We stayed at a cute water mill made into a Casa Rural with about 6 rooms, very quiet and clean, run by three partners, one of whom (Javier)spoke English.
We had decided to get an early start and not to wait for breakfast at the inn, since that service would only start at 8 AM. So we rose at 6:30, packed our stuff up for the last time, and used up the last two of our precious protein powders to fortify us with 42 grams of protein each. Javier dropped us off on the Camino right where he picked us up just at 8:00 AM, when it was getting almost light enough to see the Camino markers on the trail.
The first part of the walk was mostly through eucalyptus forest, and it was dark inside the trees as the faint light from impending dawn did not penetrate the path. We walked carefully, enjoying the smell of the trees in the wet, but longing for coffee. We took off our rain gear, which is hot, as it was not raining hard enough to warrant it, and we were thankful for every minute of walking without rain because of hearing a negative weather report.
The first coffee came about 9:30 and the only substantial food they had was a tuna fish empanada. This was rejected loudly by a new camino walker (those with less than 100 kilometers under their belts) with ¨I do not eat fish before noon¨ but we veterans had no such squeamishness and scarfed it down. Leslie also fortified herself with a diet coke can placed in her side pack. We changed our socks and cooled our feet for the last time before the final 12 Km into center of the old city.
It rained as we left the cafe, and we climbed up and up a seemingly interminable mountain that was not shown in our guide. Then another one. The guide shows a relatively small series of climbs for the day but this was quite inaccurate but we were psychologically prepared for this as we had read our friends' Kay and Roger Heigel's description of the last day.
We ran into Camino friends in the cafe, and all along the way, walking with some of them for a while, and meeting some that we had not met or talked to before. All of us shared the experience and the excitement that we would soon make it to our destination. We were expecting to be walking in a large long line but this did not happen, as it was only a few of us together at anyone time and usually they were perigrinos from many miles ago. There was no remaining social reserve, and people offered to photograph others as we passed kilometer markers, signs, and churches. We talked to a German girl with a sprained ankle that we last saw just below O'Cebreiro, and she was still limping but cheerful after walking on it over 150 Kms. She had to get back to college in a few days, flying out of Barcelona.
We were hit by a deluge and some wind as we came close to the top of Mount Gozo, which overlooks the city, and we sheltered under a deserted village roof for a few minutes, joined by a German man who came up a few minutes after us and recognized the advantages of our position. Leslie happily consumed her diet coke saved for just such an occasion. Then it cleared again as we went down into the outskirts of the city, following the yellow arrows and pectin shells placed in the sidewalks. Past the modern car dealers, furniture stores, and the nondescript buildings to reach the edge of the old city and be greeted with another deluge that kept us sheltering under a cafe's awning until it slowed. When the trail became unclear, a stranger saw our uncertainty and pointed us in the right direction.

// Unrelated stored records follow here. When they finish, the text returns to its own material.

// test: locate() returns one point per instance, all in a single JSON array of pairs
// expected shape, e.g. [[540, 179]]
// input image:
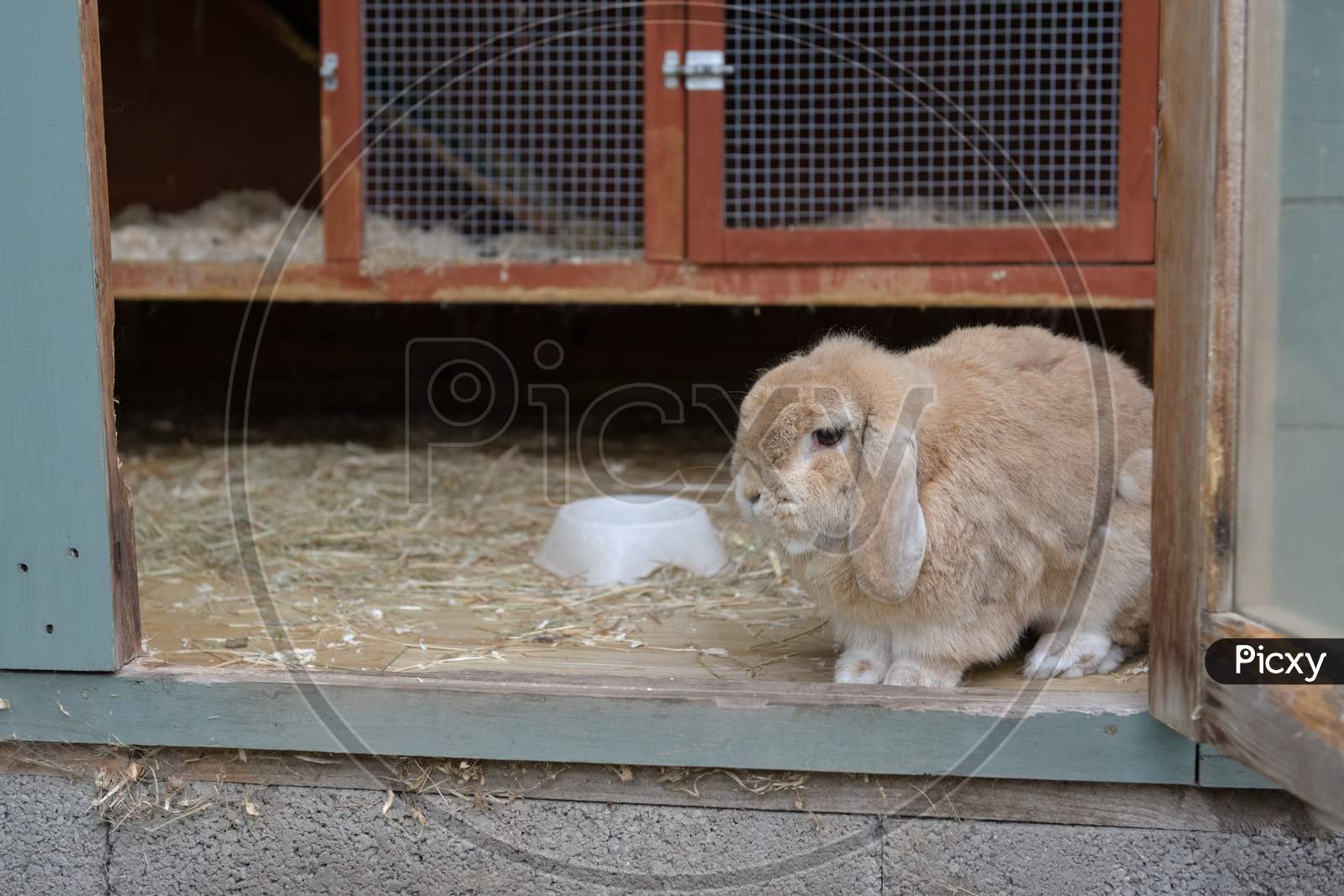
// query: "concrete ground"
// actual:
[[304, 840]]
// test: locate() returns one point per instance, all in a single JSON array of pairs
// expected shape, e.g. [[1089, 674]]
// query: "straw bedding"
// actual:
[[363, 578]]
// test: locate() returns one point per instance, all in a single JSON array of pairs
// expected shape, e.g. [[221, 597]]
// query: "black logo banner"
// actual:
[[1276, 661]]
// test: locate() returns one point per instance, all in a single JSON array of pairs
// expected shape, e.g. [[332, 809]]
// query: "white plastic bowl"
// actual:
[[625, 537]]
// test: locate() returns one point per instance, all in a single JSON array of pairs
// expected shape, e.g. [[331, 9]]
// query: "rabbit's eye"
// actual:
[[827, 438]]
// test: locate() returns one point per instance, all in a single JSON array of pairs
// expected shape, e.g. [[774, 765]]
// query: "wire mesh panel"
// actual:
[[909, 114], [503, 130]]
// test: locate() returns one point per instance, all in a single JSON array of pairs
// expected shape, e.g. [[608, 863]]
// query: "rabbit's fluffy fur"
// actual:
[[956, 506]]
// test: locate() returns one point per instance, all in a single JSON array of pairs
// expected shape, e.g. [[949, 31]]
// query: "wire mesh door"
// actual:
[[951, 130]]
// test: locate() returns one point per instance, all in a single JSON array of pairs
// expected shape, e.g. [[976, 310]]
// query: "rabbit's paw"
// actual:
[[1072, 658], [860, 667]]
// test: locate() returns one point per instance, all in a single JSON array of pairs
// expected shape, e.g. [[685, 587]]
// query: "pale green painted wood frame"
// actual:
[[66, 548], [1053, 735]]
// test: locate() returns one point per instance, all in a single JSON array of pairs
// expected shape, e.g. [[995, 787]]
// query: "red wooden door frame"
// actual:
[[343, 132], [1129, 241]]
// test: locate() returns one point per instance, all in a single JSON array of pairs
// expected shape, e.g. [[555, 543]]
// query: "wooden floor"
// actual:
[[360, 579]]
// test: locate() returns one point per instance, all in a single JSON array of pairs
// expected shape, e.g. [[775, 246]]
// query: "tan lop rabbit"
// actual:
[[942, 501]]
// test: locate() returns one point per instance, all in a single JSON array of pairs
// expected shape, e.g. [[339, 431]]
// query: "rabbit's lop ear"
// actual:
[[887, 533]]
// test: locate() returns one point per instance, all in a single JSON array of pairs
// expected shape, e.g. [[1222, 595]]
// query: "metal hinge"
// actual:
[[328, 70], [703, 69], [1158, 157]]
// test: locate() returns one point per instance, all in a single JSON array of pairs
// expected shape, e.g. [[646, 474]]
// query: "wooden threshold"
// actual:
[[486, 783], [1038, 732], [658, 282]]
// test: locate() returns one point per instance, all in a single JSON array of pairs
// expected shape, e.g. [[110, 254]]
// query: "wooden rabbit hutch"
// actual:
[[569, 152], [972, 155]]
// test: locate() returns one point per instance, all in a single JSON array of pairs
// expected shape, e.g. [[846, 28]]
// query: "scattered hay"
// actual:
[[362, 578], [245, 224]]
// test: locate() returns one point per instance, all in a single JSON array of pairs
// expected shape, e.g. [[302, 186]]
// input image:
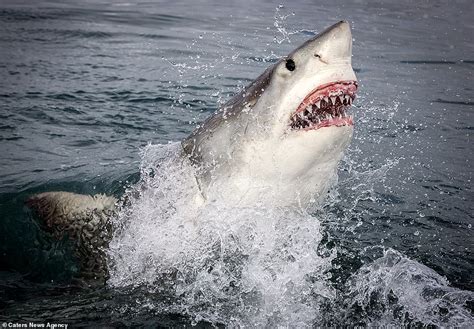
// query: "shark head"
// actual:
[[280, 139]]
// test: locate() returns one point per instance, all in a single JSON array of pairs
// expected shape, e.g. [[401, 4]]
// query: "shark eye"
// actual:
[[290, 64]]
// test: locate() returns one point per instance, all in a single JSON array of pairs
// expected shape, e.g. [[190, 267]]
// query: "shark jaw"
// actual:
[[278, 142], [325, 106]]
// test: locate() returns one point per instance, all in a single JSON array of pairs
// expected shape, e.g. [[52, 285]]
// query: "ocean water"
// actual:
[[95, 95]]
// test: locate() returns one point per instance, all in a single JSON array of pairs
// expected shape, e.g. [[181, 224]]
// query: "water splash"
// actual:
[[396, 290], [219, 263]]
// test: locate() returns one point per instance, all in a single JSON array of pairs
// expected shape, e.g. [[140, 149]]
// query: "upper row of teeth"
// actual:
[[332, 100]]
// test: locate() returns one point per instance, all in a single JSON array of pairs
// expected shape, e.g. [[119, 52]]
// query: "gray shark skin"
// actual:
[[277, 142]]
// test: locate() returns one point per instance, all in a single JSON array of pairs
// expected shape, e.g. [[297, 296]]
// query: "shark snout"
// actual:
[[333, 44]]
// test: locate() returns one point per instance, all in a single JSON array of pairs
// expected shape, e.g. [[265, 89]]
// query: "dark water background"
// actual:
[[84, 85]]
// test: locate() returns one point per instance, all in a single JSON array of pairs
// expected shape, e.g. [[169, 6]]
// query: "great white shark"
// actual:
[[277, 142]]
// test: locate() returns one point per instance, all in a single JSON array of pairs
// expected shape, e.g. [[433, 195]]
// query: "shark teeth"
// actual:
[[323, 110]]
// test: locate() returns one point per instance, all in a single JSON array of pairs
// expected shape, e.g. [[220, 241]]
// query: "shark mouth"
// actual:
[[325, 106]]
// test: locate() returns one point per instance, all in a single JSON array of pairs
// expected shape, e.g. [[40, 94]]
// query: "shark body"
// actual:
[[277, 142]]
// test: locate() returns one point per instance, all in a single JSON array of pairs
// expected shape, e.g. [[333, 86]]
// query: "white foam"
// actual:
[[239, 266]]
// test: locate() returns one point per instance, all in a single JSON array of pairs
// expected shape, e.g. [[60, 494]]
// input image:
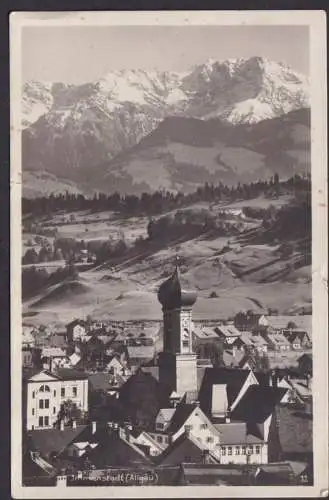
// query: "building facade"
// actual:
[[47, 391]]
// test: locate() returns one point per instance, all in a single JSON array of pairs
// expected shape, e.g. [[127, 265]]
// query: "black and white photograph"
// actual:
[[169, 254]]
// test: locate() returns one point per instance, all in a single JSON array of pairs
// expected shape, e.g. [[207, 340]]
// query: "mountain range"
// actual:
[[137, 130]]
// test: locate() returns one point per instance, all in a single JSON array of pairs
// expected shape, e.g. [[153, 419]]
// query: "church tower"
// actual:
[[177, 362]]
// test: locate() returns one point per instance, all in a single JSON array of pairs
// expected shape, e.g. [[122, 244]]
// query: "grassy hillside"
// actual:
[[255, 267]]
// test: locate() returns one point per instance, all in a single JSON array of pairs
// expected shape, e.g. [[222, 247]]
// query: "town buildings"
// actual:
[[170, 410]]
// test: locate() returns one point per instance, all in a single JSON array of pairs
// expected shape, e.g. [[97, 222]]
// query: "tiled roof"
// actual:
[[167, 413], [228, 330], [233, 378], [302, 322], [182, 412], [144, 352], [257, 404], [53, 352], [277, 339], [235, 433], [69, 374], [53, 440]]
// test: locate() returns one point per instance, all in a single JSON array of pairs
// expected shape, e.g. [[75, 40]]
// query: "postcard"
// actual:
[[169, 254]]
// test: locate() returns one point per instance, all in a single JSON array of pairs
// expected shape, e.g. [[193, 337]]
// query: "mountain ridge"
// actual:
[[70, 130]]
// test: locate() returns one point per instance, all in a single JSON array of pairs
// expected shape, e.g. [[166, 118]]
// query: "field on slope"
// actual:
[[230, 275]]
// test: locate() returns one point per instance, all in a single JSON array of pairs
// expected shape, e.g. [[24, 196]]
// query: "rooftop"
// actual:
[[171, 294]]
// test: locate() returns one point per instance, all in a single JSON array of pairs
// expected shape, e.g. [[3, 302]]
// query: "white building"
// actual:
[[46, 391]]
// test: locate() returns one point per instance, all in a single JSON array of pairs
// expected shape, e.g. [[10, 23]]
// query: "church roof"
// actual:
[[171, 294]]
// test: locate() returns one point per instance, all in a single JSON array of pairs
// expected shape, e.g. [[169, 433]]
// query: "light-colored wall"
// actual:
[[254, 458], [55, 399], [186, 373]]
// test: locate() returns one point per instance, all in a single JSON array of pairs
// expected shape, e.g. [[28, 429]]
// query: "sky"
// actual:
[[83, 54]]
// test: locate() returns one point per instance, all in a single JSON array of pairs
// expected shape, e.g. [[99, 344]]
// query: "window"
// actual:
[[44, 388]]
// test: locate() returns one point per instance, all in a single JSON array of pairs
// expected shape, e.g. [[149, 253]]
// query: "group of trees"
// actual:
[[34, 280], [162, 201]]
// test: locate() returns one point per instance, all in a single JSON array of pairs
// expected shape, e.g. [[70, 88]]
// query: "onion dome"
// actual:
[[171, 294]]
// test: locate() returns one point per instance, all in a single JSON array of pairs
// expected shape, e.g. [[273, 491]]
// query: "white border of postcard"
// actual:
[[316, 20]]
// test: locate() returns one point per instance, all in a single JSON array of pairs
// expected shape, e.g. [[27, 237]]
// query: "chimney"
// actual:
[[205, 456], [187, 429]]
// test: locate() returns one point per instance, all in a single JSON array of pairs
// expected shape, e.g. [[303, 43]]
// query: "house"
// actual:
[[240, 446], [147, 442], [46, 391], [28, 338], [53, 356], [204, 334], [109, 445], [223, 388], [277, 342], [294, 432], [227, 333], [205, 474], [281, 324], [163, 418], [248, 321], [139, 355], [76, 330], [27, 357], [185, 449], [116, 367], [305, 364], [238, 359], [53, 441]]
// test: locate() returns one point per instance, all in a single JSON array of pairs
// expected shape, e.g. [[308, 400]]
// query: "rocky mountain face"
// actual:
[[78, 131]]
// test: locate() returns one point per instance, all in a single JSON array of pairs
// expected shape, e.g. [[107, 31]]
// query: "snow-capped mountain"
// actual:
[[71, 130]]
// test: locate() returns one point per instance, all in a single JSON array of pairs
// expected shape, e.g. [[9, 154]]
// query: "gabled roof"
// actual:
[[302, 322], [277, 339], [143, 352], [166, 413], [258, 403], [182, 412], [53, 352], [235, 433], [53, 440], [75, 322], [227, 330], [186, 444], [233, 378]]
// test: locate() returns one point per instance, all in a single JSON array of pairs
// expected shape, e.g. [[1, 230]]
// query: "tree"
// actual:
[[30, 256], [69, 411]]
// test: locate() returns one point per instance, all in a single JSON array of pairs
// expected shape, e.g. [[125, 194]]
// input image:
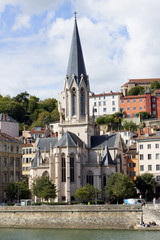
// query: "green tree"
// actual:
[[86, 193], [119, 187], [138, 90], [43, 187], [17, 190], [130, 125], [155, 85], [145, 183]]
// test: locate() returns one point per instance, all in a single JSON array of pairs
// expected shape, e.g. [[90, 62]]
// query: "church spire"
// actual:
[[76, 64]]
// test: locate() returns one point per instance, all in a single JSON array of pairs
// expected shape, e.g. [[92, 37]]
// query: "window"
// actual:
[[134, 173], [5, 162], [158, 178], [141, 157], [149, 167], [12, 148], [141, 167], [73, 101], [63, 168], [157, 167], [89, 178], [82, 102], [134, 164], [71, 169]]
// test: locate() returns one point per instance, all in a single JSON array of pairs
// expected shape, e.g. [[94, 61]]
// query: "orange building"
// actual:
[[131, 105], [132, 162]]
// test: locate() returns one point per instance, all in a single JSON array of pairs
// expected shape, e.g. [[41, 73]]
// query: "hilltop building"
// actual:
[[79, 155]]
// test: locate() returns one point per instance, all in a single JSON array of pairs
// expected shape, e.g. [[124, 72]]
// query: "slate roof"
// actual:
[[45, 143], [107, 159], [97, 142], [70, 139], [7, 118], [76, 62]]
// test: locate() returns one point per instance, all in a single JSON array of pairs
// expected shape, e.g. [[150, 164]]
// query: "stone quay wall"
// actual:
[[72, 216]]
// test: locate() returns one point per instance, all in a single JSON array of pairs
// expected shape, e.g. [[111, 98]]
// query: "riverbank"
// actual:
[[80, 217], [72, 216]]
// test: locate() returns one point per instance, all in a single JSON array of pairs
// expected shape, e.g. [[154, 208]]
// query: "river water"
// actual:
[[62, 234]]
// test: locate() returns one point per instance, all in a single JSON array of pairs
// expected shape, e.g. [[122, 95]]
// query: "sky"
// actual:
[[120, 41]]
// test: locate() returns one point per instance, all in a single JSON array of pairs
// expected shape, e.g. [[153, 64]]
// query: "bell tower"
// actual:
[[76, 92]]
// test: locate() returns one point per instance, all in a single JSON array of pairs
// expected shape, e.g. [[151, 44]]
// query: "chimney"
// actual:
[[139, 131], [146, 131], [4, 117]]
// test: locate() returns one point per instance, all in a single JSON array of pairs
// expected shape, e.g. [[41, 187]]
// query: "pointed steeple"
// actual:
[[76, 64]]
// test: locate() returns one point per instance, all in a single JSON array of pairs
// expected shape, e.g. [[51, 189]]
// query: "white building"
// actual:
[[104, 103], [148, 148]]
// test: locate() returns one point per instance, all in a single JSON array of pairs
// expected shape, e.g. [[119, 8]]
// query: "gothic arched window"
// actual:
[[71, 169], [82, 102], [63, 163], [89, 177], [73, 101]]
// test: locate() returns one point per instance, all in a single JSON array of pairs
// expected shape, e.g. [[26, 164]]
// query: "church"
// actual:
[[79, 155]]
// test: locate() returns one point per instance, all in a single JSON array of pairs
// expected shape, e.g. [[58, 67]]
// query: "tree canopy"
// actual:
[[87, 193], [18, 190], [28, 110], [119, 187], [138, 90], [43, 187]]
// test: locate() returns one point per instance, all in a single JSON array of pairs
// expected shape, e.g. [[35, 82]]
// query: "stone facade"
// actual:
[[82, 217]]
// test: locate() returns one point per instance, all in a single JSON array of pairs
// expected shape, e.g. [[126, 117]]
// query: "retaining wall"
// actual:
[[71, 216]]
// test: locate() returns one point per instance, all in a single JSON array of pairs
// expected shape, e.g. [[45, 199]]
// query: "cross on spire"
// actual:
[[75, 13]]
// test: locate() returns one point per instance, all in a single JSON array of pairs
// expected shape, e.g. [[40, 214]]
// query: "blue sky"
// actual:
[[120, 40]]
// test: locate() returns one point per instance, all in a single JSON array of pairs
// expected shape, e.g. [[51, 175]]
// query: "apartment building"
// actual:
[[131, 105], [104, 103], [132, 162], [137, 82], [10, 162], [148, 148]]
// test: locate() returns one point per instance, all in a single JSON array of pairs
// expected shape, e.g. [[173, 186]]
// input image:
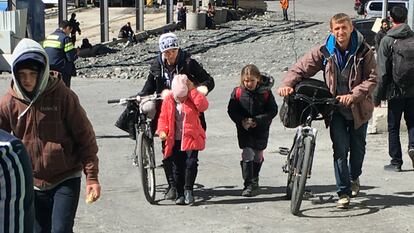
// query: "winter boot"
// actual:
[[256, 171], [170, 193], [247, 172]]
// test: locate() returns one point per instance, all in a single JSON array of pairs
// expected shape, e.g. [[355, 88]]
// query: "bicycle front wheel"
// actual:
[[146, 166], [302, 168]]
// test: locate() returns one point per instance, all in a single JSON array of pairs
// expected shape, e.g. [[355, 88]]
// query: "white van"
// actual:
[[373, 9]]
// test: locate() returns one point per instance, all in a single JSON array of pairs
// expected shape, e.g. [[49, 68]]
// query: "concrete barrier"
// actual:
[[196, 21]]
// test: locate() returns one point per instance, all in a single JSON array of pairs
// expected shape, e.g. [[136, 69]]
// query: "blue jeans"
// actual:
[[396, 107], [345, 138], [55, 209]]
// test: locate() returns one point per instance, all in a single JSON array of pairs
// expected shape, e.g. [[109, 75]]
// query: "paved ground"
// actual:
[[386, 200]]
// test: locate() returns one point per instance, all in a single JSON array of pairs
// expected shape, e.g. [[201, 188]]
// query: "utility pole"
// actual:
[[104, 20], [62, 11], [411, 14], [139, 15], [11, 5]]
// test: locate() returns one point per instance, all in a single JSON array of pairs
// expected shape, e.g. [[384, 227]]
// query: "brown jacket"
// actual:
[[55, 131], [362, 77]]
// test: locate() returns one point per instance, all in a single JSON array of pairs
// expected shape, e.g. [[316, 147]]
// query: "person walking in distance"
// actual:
[[61, 52], [284, 4], [396, 84], [252, 108], [46, 115], [180, 128], [349, 69]]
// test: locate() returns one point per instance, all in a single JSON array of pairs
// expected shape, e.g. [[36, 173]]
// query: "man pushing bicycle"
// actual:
[[350, 73]]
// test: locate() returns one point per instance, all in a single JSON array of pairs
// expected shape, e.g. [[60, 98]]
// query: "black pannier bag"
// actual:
[[293, 112]]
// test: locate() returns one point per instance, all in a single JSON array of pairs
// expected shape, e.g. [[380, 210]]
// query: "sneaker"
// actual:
[[355, 187], [180, 200], [247, 192], [411, 154], [343, 202], [170, 194], [189, 199], [392, 167]]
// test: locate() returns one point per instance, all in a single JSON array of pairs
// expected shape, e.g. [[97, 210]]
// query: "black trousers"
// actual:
[[185, 165]]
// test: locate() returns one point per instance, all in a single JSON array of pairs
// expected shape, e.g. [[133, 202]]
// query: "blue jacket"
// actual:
[[61, 52]]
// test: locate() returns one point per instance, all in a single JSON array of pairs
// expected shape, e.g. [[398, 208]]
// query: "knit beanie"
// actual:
[[168, 41], [179, 85]]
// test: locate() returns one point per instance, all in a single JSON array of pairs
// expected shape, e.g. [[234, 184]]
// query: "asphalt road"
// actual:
[[385, 203]]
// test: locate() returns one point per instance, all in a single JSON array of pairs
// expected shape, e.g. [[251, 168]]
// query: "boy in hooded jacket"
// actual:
[[46, 115], [252, 107], [179, 126]]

As we walked the last few hundred meters through the cute old city, we saw the tall and somewhat thinner and more bearded figure of Mark, the young German, leaning out of a cafe' door, and greeted him. He had come in on Saturday, although he had been forced by an injured knee to take a bus for the descent from O'Cebreiro, and he said he limped 40 Km to get in. He directed us to the place to get our certificate, or Compostella, certifying we had walked far enough to qualify as pilgrims. There was an enormous line, and we were soaked, carrying our packs, and dying to get off our feet. No such luck! We had to wait for 45 minutes, gradually moving forward in the line, and finally were given our compostellas. We promptly bought a plastic carrying case and put them in for safe keeping.
Next we went to our hotel, which kept us standing while the room was fixed up, and then we finally got a hot shower. After putting on our social clothes (the alternative to the wet hiking attire), we went out to get some lunch at 3:30 PM or so, and also to find friends from the Way. Several waved at us from open cafe's, including Mark, and we told them we would be cruising the cute streets filled with bars, restaurants, and souvenir shops for the next several days. We have not seen anything like it in any of the cities we visited, and certainly not for the last 100 Km, which has been through farms and small villages.
It is certainly great to make it to Santiago. We are planning to visit the Cathedral for the visit and noon Pilgrim's Mass tomorrow, hopefully with many friends who have been arriving about the same time as us.